If you are able, pay the debt or as much as you can afford before the bailiff calls. If this is not possible, take debt advice. Many organisations such as Citizens Advice Bureau will be able to .intervene and prevent enforcement action and the bailiffs calling. If the debt is a county court judgment, take legal advice on applying to the court for time to pay, suspend the warrant or have the judgment set aside. Otherwise make a list of your other debts and liabilities and have proof of your income to show the bailiff. Only make offers to pay which you know you will be able to keep.
Bailiffs can only enter your home if you invite them in. So do not do so. They will often try to trick you into inviting them in by saying they can help you. Do not fall for it. If they find a door open, they can just walk in and a bailiff is likely to try a door before knocking to see if it is unlocked. They are not allowed to force their way into residential property and are no longer allowed to enter through an open window. They may not enter if invited in by a child under 16 or when vulnerable people are present. They are also not allowed to call after 9pm in the evening or before 6am in the morning.
There are however exceptions which allow certain bailiffs to force entry to your home. These only apply as a last resort and are to collect payment for a criminal fine, unpaid VAT and certain taxes. If, however a bailiff has previously been invited into your home they are allowed to return unannounced and have a right of re-entry. They will also in most cases have a right to enter commercial, non-resident property and force entry if it is refused.
Remember that if you do not allow a bailiff into your home they can, and often will, seize anything outside your home which includes your car. You may also end up having to pay the costs of an abortive visit which will be added to the money claimed.
When a bailiff gains entry to your home they may go into any room and carry out a search for anything of value which can be sold. This will include forcing entry to any locked rooms, cupboards etc. They will usually not remove anything on the first visit, but will make a list of what they intend to seize if the amount they are demanding is not paid. They can only seize goods of a value which would sell at auction to cover the debt and their fees.
Bailiffs can take most things which have a resalable value from a residential or commercial property. They may not take anything which belongs to someone other than the person responsible for the debt claimed such as a spouse or partner. If property is jointly owned it can still be taken but the other joint owner must be paid their share when it is sold.
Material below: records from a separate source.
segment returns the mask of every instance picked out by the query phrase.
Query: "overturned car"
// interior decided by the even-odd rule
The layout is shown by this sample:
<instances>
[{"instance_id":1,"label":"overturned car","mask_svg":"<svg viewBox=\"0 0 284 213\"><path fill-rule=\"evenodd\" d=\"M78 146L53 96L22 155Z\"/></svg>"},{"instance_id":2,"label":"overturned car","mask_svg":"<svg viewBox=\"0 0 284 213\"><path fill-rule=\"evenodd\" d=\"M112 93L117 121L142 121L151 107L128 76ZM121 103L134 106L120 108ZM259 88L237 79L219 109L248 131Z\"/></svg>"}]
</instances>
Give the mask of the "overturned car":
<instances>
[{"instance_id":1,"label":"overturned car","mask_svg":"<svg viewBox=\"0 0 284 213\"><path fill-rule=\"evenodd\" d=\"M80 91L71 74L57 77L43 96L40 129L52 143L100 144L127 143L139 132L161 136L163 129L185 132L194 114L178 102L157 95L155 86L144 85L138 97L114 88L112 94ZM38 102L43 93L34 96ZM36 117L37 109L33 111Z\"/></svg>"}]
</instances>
They cannot however take: clothing, bedding, furniture, household equipment, fixtures and fittings or anything required to meet basic domestic needs or anything belonging to children. Unless the debt claimed is for unpaid taxes or council tax, the authorised bailiff may not take tools, books, equipment necessary for use in employment or business.
You are not obliged to co-operate with a bailiff. They are not allowed to threaten you and should complain and report them if they do. The fees they may charge and add on to the debt are laid down in law and cannot be exceeded.